Adding one day a week to production for a full year could result in as many as 60,000 additional vehicles a year, although production is likely to be less because of maintenance downtime or parts shortages, said the sources familiar with GM's plans.
GM does not disclose profit margins on individual vehicles, but analysts and company executives say the large SUVs and pickups generate profit well above the average for GM's North American operations, which was a robust 11 percent in the second quarter.
“Industry sales are running ahead of expectations," said GM spokesman James Cain. "Sales of our full-size SUVs are very strong and we have been working to find creative ways to increase production to meet demand and rebuild our inventories.”
He did not confirm the number of increased full-size SUVs and pickups GM plans on an annual basis.
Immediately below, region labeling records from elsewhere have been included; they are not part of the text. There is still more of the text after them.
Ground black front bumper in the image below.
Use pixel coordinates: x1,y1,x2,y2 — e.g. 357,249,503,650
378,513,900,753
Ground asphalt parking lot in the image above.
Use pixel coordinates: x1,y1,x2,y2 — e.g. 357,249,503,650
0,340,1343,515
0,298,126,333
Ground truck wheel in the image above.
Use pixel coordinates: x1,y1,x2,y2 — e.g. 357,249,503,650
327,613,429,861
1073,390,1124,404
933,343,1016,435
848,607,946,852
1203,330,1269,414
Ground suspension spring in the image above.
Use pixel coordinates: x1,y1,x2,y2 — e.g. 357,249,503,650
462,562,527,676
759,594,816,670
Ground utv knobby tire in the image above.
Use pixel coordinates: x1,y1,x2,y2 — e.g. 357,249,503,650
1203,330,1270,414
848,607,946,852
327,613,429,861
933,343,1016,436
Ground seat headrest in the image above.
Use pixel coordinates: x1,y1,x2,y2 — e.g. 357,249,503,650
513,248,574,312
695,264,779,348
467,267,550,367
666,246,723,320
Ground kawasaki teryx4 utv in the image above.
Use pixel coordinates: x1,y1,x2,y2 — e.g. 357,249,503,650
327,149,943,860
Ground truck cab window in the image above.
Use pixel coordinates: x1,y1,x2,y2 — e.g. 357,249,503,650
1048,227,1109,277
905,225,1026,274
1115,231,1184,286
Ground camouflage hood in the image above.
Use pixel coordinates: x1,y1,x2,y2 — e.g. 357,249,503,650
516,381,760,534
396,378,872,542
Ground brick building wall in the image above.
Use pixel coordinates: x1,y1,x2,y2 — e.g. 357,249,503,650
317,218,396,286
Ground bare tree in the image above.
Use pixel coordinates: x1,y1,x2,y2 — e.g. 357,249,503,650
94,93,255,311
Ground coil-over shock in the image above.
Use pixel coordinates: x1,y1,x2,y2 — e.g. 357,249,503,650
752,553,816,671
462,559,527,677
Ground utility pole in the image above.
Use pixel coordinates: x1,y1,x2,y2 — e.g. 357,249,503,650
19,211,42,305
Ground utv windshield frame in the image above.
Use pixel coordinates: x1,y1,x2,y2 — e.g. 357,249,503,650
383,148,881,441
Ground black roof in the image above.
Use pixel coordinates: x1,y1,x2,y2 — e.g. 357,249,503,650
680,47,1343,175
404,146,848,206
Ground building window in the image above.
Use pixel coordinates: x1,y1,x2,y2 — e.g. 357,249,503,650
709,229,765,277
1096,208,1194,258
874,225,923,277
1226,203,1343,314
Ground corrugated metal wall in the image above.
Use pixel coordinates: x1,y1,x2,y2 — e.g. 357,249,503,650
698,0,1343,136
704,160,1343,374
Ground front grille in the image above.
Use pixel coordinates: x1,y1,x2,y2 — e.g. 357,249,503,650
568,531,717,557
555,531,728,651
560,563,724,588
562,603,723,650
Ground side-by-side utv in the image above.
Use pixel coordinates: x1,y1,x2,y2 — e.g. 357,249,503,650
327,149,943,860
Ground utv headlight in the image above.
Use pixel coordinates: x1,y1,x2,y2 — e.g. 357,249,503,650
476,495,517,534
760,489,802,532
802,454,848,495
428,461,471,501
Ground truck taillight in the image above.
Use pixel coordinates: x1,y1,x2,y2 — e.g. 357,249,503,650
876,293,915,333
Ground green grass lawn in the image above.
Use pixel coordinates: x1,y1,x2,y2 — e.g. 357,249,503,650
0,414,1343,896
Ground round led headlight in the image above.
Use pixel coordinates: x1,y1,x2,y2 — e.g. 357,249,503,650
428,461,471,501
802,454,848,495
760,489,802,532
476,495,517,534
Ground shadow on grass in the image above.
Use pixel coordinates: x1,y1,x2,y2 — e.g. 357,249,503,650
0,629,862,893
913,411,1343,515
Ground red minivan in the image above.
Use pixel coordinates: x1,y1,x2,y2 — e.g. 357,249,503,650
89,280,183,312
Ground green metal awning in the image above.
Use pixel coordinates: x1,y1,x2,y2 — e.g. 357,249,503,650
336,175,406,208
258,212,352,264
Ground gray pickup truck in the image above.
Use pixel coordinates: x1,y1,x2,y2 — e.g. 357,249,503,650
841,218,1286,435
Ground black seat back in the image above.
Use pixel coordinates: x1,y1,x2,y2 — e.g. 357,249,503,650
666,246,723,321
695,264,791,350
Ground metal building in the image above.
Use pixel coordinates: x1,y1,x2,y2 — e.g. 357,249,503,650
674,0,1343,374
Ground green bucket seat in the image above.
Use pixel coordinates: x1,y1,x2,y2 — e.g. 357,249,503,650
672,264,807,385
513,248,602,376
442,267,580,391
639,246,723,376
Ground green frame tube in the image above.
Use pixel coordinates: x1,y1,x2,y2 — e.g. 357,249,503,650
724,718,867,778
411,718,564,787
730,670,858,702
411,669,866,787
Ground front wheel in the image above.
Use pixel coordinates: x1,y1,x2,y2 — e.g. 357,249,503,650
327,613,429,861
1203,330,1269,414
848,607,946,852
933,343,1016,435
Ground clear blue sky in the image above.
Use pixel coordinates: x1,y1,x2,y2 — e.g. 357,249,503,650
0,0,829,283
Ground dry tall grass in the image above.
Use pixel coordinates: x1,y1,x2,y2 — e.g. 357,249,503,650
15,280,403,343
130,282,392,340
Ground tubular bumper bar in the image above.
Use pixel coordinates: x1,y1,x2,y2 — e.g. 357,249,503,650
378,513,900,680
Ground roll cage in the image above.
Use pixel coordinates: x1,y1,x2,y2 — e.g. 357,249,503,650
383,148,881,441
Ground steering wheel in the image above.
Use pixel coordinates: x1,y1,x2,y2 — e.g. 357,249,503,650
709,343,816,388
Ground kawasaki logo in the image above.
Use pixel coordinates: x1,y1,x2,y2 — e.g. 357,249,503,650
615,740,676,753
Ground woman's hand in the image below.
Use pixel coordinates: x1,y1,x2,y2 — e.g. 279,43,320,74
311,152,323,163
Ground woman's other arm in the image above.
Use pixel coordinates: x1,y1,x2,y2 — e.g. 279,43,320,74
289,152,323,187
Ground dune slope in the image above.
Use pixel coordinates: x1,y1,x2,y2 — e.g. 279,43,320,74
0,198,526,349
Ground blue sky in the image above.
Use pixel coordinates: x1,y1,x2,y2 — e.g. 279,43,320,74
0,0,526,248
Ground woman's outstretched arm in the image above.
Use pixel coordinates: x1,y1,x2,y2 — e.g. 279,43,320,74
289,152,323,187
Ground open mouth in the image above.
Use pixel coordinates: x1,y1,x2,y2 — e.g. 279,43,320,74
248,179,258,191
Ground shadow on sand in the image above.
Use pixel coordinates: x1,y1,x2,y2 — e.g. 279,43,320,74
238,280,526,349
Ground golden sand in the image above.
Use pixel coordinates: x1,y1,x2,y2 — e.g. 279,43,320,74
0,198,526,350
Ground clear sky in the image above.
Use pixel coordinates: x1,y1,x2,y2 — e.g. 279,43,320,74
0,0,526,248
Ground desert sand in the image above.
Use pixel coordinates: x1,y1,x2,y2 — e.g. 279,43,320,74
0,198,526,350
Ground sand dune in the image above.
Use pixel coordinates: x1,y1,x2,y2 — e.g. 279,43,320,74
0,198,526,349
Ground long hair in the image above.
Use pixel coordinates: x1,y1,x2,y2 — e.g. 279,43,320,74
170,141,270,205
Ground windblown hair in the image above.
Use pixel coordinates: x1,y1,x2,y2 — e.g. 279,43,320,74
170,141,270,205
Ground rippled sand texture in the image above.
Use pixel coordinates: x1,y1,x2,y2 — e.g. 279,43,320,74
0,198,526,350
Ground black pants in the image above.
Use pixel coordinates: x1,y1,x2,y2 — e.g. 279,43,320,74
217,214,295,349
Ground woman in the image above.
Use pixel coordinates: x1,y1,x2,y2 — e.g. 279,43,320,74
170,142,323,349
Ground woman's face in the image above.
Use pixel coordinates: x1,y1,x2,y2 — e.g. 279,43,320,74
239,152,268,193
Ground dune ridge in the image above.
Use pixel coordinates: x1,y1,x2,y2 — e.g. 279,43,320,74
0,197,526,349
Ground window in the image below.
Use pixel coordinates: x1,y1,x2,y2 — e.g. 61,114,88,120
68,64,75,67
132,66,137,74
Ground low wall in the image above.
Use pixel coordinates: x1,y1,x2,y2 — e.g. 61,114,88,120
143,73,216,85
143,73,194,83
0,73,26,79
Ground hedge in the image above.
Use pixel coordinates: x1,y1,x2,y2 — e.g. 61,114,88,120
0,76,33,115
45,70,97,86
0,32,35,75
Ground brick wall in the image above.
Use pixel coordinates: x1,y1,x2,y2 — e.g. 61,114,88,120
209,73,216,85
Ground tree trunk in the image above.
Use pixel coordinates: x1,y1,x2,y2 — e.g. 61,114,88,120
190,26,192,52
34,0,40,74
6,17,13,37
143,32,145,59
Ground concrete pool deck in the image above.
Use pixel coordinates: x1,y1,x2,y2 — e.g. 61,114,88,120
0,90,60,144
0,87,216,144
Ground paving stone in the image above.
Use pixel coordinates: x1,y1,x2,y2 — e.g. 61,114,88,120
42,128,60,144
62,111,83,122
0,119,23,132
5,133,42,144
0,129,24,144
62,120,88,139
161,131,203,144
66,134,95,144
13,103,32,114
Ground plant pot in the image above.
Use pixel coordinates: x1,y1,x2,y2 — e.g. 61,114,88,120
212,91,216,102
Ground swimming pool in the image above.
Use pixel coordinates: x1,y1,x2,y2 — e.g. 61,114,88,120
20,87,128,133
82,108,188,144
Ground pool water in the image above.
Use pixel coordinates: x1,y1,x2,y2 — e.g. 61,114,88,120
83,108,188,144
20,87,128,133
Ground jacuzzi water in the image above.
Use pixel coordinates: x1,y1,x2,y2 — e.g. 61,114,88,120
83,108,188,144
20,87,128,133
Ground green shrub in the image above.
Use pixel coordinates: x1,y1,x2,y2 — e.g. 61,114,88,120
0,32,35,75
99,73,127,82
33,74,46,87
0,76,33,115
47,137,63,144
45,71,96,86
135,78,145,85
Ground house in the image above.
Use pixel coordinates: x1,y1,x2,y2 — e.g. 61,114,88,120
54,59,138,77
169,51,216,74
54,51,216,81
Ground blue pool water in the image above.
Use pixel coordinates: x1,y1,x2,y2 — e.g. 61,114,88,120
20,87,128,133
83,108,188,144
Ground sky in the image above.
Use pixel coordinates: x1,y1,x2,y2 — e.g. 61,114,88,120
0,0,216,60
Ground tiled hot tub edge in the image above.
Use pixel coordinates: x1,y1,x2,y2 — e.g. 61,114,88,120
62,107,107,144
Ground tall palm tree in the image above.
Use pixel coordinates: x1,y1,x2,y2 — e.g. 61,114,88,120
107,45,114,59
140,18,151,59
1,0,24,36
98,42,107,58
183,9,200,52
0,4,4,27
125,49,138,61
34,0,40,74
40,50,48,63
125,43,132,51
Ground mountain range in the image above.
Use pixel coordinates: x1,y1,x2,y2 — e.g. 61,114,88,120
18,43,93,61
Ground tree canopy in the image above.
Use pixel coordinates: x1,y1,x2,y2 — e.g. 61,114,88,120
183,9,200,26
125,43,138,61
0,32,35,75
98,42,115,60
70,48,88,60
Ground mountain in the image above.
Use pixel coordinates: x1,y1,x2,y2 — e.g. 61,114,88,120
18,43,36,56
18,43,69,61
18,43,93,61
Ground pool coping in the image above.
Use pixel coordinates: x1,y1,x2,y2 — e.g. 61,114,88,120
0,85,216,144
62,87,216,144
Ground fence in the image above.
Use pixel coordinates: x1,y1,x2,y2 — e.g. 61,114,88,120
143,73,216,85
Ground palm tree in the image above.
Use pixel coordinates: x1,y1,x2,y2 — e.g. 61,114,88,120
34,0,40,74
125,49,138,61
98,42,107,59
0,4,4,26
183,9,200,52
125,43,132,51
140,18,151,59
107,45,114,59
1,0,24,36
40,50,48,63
Other individuals briefed on GM's plans said the target was as many as 60,000 additional vehicles.
GM dominates the lucrative large SUV market, which has enjoyed a resurgence as gasoline prices have fallen below $3 a gallon in most of the U.S. GM models such as the Chevrolet Suburban and Tahoe and GMC Yukon reap pretax profit in excess of $10,000 a vehicle, analysts estimate.
The Cadillac Escalade built in Arlington is the top seller among luxury large SUVs, taking 30 percent of that segment in the U.S.
Last month, GM said it will spend $1.4 billion to modernize the factory in Arlington, the single largest investment in a $5.4 billion, three-year plant upgrade program announced earlier this year.
The vehicles built in Arlington alone generate about $3 billion or more in profit annually, or almost half of GM's $6.5 billion operating profit last year, analysts said.
Last year, the Arlington plant built 281,439 large SUVs, according to data compiled by Automotive News. Through the first half of 2015, Arlington's production was up 32 percent from the prior year to 162,431vehicles.
Low gasoline prices, a rising economy and American consumers whose appetite for large SUVs has grown steadily for decades have helped GM push up its profit margins in North America.
In recent months, GM has reported lower sales for its big SUVs, but the comparisons are skewed because in 2014, GM bulked up inventories of the vehicles ahead of a major redesign. More of those older models ultimately were sold to fleets.